So we have a lot of work to do here to try and become the helpers and get everyone unified, but I know for sure that once that happens, the work will truly hasten and miracles will happen here. Pres. Eyring tells a story in his talk about a stake he helped build up while he was in college, which stake he later visited and the stake president showed him a place and said, “Isn’t that a great place for a temple?” and now there is a temple there. I have no doubt that if the work got really hastening here in the Philippines, more temples would start being built, and they wouldn’t have to travel so far to get to Manila, and maybe they could have the same privilege I had of going every week.

Missionary work is really exciting, and it’s bigger than any of us truly knows. I’m just glad and grateful to be a part of it.

Love you all!

Sister Carr

PS I have a lot of pictures to send but the computer is being stupid….so I might just send them next week. sorry 😦
PPS nakakapagpabagabag is a real word….it means something like….”that makes me feel guilty/gross/bleh” or something like that, haha. it’s a mouthful.

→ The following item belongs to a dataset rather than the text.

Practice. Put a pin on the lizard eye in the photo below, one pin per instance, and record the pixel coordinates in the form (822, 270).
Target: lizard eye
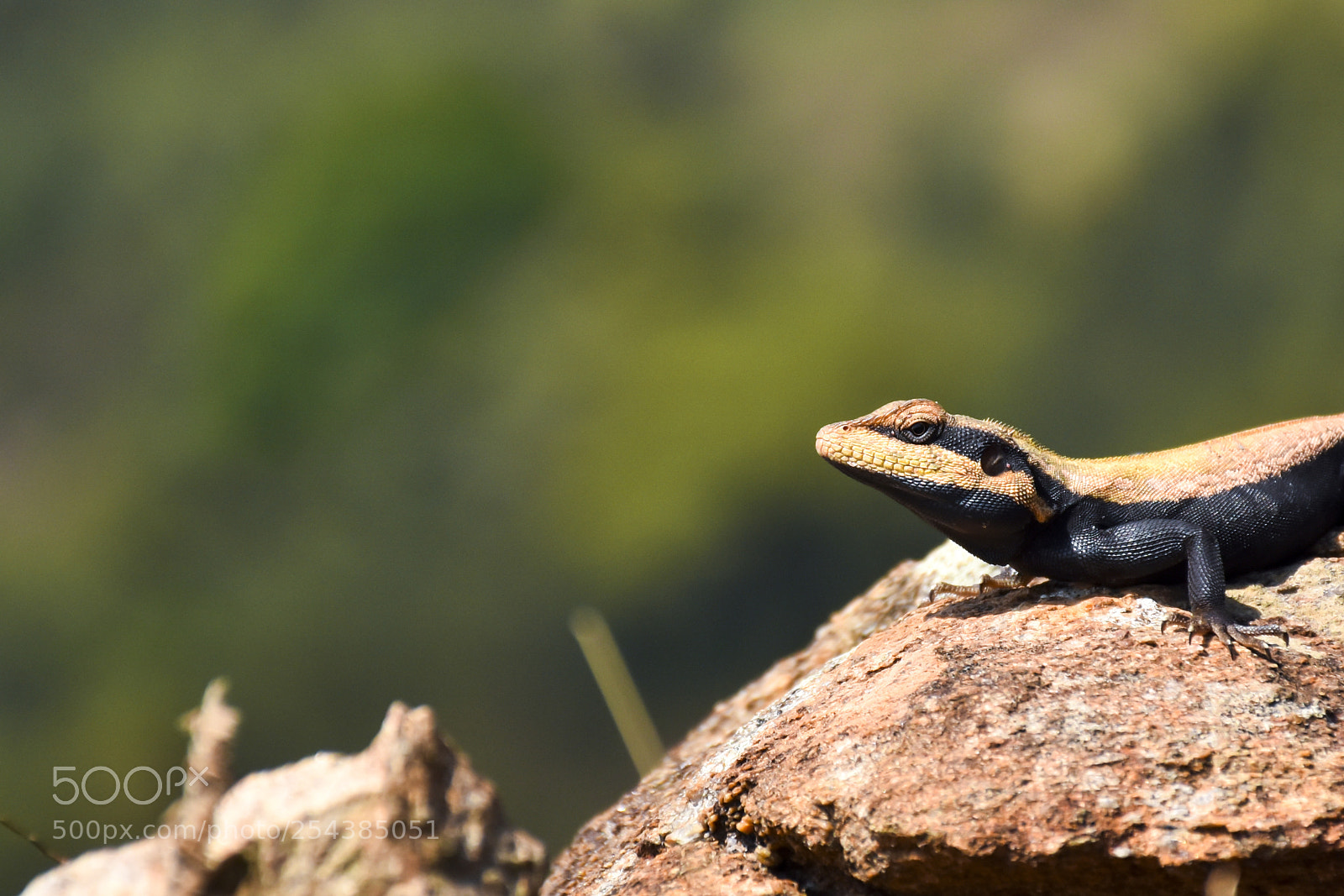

(Excerpts from second letter to me, Amber’s Mom)
My trainer thinks I will become a trainer after only 6 weeks. we are getting a huge load of new missionaries with a lot of new sisters, and they just don’t have enough other sisters to cover it all….it’s not a for sure thing, just something she keeps saying she feels like will happen. Which apparently, she’s been right about other things like that very often in the past. that’s kind of scary and intimidating to me, because it would mean my trainer would be transferred (probably) somewhere else, and I would get someone fresh from the mtc (probably a filipina). I wouldn’t have any problems with that except for that I can’t communicate very well with anyone. I feel like all the relationships we’ve built in the ward are mostly through sis Barril because she’s the one who can talk to everyone. I just kind of stand. especially with members, she doesn’t translate as often when we aren’t in lessons, so even though I might know things about investigators, the members I don’t know very much about. but I know that whatever the Lord calls me to do here I will be able to do….it’s just a big responsibility.

And yes,  I ate the eyes on the fish, haha. and to everyone who asked, banana ketchup looks exactly like regular ketchup and the only difference is it tastes sweeter. but it’s really good.

Mosquitoes, it depends on the area. If we go to Balzain they are usually worse. But we’re in the city so mosquitoes aren’t a huge problem for us. I hear it’s a lot worse in the Bukid areas. (rice fields.) I still usually wear repellant, unless I forget.

laundry is handwash, but we got permission to pay other people to do our laundry, so we just wash our garments and we pay our neighbor to wash the rest of our clothes. it works out nicely for us, haha.

Things are good here, though. I still can’t really wrap my brain around the general living conditions here….our house is probably….at least fifteen times bigger than most people’s homes…plus air conditioner/heating, plus not so many bugs, plus a lot cleaner…plus no lizards on the walls. I almost feel guilty a lot of the times going into people’s houses that are so small knowing our house is so big and comfortable.

Yeah, I got attacked by the goose outside, haha. We teach a lot outside, in front of people’s houses. Also I had to get a dead lizard out of the sink this week. We saw it in there at night and it was still there in the morning….bleh. It died in our sink. yaay. so I had to flick it into a cup and throw it outside. I don’t really want to do that again, haha.